Although there are rumors that Hester and Valegro will be retiring soon, some media outlets have reported that it’s all a wait-and-see decision. Meanwhile, Hester and Dujardin take things with Valegro week-by-week and month-by-month, and Hester has a few up-and-coming young horses including Ectopic with a canter like Valegro but with a bit more spunk.
“I am annoying him a lot,” he said.
Hester is adamant that new blood in incorporated into the British dressage team and said the pressure is off him and Dujardin; the team is gaining depth and there are options for playing with team roles. But when he competes, he’s just like everyone else--sort of.

“There are butterflies, definitely, there are butterflies,” he said. “The night before and the nights before I don't sleep at all. But where I think Charlotte and I are, we know the horses so well and we know exactly what to expect, we know where they are in their training. So that doesn't make me nervous, that's what also makes me happy. I mean you know you're never going to get 100 percent because none of us are. I think because of the nature of the sport, it's easy to be a picky person but I think you can get to the stage where every horse can go to the best of its ability. If you are the one that made an error, of course then you get a good kicking, but thats under your control.”

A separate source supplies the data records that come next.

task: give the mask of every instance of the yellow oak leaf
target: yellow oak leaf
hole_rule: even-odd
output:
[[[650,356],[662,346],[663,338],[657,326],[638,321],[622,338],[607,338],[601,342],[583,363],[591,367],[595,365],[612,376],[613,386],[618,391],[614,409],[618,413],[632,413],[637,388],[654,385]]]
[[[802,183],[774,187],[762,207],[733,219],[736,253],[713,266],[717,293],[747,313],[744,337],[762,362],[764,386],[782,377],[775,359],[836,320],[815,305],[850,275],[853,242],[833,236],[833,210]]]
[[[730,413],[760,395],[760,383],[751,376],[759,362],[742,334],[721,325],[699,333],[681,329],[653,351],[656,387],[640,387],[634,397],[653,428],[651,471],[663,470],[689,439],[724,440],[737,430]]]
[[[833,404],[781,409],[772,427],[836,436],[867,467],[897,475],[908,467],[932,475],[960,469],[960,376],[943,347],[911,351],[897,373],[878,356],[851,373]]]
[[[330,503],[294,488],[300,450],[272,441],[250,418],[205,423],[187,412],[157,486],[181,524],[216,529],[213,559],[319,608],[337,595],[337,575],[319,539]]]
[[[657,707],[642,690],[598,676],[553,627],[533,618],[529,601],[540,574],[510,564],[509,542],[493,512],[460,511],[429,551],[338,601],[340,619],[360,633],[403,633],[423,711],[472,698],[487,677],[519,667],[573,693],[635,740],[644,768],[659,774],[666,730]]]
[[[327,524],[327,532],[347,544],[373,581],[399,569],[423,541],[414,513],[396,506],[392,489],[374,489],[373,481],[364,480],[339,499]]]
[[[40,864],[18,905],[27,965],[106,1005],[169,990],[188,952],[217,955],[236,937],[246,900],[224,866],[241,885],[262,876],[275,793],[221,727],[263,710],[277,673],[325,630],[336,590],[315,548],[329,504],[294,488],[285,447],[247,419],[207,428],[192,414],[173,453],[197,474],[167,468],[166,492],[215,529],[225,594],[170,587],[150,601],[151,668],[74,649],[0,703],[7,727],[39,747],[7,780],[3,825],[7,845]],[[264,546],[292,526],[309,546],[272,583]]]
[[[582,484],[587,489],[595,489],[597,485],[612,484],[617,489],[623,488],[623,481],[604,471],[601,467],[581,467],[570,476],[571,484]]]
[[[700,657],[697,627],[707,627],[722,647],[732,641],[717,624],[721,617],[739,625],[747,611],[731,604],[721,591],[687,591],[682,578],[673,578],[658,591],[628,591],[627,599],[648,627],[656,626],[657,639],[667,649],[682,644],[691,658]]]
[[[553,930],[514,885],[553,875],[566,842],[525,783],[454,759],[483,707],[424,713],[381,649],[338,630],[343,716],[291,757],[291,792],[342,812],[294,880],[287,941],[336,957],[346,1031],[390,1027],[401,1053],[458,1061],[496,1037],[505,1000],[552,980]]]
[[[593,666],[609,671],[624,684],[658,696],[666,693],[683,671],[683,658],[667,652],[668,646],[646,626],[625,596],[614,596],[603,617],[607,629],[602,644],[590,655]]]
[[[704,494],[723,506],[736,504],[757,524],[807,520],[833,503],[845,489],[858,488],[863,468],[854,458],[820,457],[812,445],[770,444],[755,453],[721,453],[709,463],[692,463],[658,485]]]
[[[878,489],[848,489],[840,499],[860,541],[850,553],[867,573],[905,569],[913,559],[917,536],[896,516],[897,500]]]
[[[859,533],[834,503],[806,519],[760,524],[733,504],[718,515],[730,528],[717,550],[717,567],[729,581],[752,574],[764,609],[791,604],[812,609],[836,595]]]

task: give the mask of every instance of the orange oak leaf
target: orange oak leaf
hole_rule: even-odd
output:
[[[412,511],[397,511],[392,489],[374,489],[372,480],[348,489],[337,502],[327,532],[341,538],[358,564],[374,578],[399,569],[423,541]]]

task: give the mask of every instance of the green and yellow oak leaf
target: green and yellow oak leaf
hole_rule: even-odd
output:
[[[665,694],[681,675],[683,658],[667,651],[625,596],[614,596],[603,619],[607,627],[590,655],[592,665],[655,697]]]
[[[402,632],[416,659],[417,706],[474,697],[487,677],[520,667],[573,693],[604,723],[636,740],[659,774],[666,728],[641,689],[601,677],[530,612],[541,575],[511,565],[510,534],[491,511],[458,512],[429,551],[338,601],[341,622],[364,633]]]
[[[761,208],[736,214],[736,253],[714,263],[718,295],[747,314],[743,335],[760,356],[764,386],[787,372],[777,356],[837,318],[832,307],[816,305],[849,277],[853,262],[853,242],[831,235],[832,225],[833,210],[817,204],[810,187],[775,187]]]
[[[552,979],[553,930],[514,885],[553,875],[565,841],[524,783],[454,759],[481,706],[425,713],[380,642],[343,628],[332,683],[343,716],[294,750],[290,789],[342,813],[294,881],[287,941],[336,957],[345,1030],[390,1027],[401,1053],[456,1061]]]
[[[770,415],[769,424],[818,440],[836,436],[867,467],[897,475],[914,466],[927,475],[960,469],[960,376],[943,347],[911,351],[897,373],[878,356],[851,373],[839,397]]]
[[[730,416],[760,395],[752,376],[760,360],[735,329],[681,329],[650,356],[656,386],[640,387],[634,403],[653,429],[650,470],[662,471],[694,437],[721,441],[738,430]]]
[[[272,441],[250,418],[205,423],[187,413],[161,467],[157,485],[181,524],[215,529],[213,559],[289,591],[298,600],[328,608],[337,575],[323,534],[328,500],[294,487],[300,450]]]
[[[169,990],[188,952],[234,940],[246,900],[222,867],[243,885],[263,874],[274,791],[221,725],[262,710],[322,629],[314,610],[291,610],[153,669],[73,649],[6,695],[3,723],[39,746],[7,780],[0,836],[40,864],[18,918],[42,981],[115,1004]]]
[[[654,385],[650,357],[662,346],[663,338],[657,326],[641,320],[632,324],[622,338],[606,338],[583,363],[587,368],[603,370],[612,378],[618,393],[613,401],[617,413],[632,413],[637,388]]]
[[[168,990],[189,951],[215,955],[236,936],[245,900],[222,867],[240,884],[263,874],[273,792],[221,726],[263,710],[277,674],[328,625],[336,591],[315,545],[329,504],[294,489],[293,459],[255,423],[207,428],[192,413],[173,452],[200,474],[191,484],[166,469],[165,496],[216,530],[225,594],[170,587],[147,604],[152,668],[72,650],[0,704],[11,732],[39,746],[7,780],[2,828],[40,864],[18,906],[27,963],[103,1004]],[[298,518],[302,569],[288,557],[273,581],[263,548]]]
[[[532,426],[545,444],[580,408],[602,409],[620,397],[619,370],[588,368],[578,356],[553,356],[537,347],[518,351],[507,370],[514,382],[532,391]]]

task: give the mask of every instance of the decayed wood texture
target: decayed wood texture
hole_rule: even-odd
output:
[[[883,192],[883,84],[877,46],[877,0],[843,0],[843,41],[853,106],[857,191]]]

His relationship with Dujardin is widely known as the “Odd Couple”: she’s the perennial neatnik and he’s the one who forgets his razor and toothbrush when traveling abroad.
“Charlotte has a very nice, little house with not a speck of dust in it,” he said. “She has all of her pictures everywhere. I mean, her house is a shrine to Valego. A few pictures would be fine, but they go up the stairs and around. He must be the best horse in the world to photograph with his perfect face and those wonderful eyes. The trouble is there are too many fabulous pictures of him. That's why they're everywhere.”
The affection he has for Dujardin in palpable and pair have been working together for eight years.
He grinned. “She is very argumentative.”